Friederike wollte kein Teil mehr sein von Irgendetwas. Kein Teil einer Punk-Gruppe, kein Teil der Schwärze, kein Teil der Nacht. Entschlossen zog sie alles aus, die schwarze Hose, den schwarzen String, das schwarze Shirt und den schwarzen BH. Nichts sollte mehr sein wie vorher. Nackt und bloß stand sie da, mit ihrem mageren, bleichen weißen Körper trotzig gegen Dunkelheit und den Nieselregen ankämpfend. Scharfe Steine und Scherben schnitten in ihre Füße, und eiskalt blies der Wind. Sie ging weiter, ihre Beine bewegten sich fast automatisch. Friederike wollte weg aus der Dunkelheit, sie wollte zu einem Licht finden, zu sich selbst.

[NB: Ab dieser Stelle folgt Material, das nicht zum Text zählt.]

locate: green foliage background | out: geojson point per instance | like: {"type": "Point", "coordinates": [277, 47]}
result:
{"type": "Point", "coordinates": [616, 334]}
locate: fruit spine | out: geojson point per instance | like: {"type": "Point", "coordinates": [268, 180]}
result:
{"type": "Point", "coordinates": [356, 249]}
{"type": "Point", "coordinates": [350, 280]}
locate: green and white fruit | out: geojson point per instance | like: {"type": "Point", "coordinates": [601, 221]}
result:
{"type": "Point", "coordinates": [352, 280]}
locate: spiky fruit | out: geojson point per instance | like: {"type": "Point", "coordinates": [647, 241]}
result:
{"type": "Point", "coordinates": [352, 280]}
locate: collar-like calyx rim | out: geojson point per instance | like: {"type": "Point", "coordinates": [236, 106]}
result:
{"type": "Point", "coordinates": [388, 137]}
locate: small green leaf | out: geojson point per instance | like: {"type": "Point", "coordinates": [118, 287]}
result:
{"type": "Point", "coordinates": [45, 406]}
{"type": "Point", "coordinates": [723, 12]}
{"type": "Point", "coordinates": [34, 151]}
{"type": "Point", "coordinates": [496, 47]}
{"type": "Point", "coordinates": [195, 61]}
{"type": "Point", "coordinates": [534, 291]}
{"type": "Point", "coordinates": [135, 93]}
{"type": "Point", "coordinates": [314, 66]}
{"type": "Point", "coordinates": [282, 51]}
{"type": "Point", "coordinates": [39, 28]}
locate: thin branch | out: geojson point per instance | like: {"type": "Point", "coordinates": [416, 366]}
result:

Ihre nackten Füße waren eiskalt und bluteten aus mehreren Wunden und ihr nackter Körper wurde langsam blau von der Kälte, aber das alles spürte und interessierte Friederike nicht mehr. Vielleicht hätte sie sich traurig wegen Jay, oder sich erleichtert wegen ihrer Entscheidung fühlen sollen, aber so sehr sie auch in sich hinein horchte, sie spürte einfach absolut gar nichts.

Als sie weit genug aus der Stadt hinaus gelaufen war endete der Zaun. Sie kletterte den steilen Hang hinauf in das Schotterbett und ging oben weiter. Es dauerte eine Weile bis sie ihren Schritt Rhythmus auf den dicken Schwellen gefunden hatte. Jetzt wo sie wirklich frei und neu geboren war, würde sie nicht mehr weglaufen. Heute würde sie ihrem Schicksal entgegen laufen.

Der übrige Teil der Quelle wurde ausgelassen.